Caixabank ha comunicado a la CNMV que está en conversaciones con Santoro Finance-Prestação de Serviços,  en el contexto de la situación del exceso de concentración de riesgos de BPI derivada de su participación de control en BFA. Esto viene a confirmar el interés de la entidad catalana por acabar haciéndose con el banco portugués, interés que viene de lejos. 

Recordemos que el mes pasado la directiva de BPI se mostró favorable a eliminar el voting cap que limitaba los derechos de voto de Caixabank al 20%, pese a  tener un 44,1% del banco lusoSi Caixabank aumentara su poder de decisión sobre BPI podría salir adelante la OPA que el año pasado tumbaron otros grandes accionistas, como la angoleña Isabel Dos Santos.

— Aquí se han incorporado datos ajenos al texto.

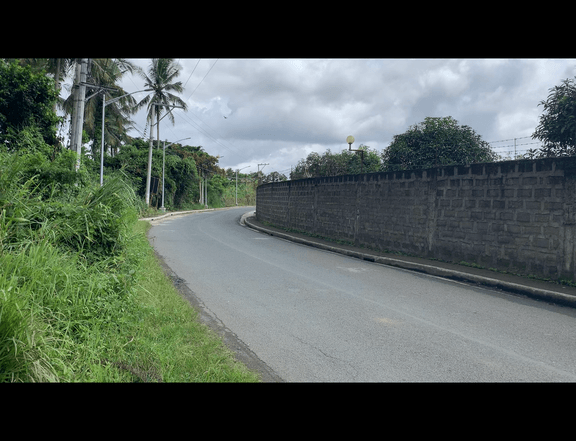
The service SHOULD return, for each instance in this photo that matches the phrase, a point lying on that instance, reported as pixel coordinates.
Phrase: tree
(160, 77)
(26, 99)
(557, 127)
(335, 164)
(435, 142)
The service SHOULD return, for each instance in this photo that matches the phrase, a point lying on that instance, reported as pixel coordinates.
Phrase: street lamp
(163, 167)
(149, 172)
(350, 141)
(104, 104)
(237, 182)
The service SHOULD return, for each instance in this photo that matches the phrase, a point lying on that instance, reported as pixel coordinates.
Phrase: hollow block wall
(516, 216)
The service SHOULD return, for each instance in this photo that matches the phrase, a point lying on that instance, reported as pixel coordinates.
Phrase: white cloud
(277, 111)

Sin embargo, BPI aún no ha convocado la junta de accionistas, por lo que, Caixabank está tanteando otras formas de hacerse con el banco portugués, como la compra a Isabel Dos Santos su participación, lo que daría pie al desbloqueo del voting cap. 

En febrero de 2015 Caixabank ofreció 1,3 euros por BPI, mientras que el consejo de la entidad lusa —en ausencia de los representantes de CaixaBank—, decidió que lo ideal serían 2,3 euros por acción, un euro más de lo ofrecido.
 
En junio Caixabank retiró la oferta de OPA sobre BPI después de que la hija del presidente de Angola, Isabel Dos Santos, con el 18,9% del capital de BPI, y la familia Violas, con más del 2,5%, bloquearan la operación. Pero parece que recientemente ha surgido malestar en la entidad ante los planes de Dos Santos sobre los planes de la entidad para segregar sus activos en África.
 
A principios de este mes, cuando Caixabank se calentó por los rumores de posible adquisición de BPI, la entidad catalana emitió un comunicado a la CNMV dejando claro que no había tomado ninguna decisión acerca de su participación en BPI y que tomaría las decisiones apropiadas y las comunicaría al mercado en función del resultado de la votación sobre la eliminación del voting cap por la asamblea general de su participada. Dicha asamblea aún no ha sido convocada. 

Ayer las acciones de BPI fueron suspendidas de cotización cuando subían más de un 10%.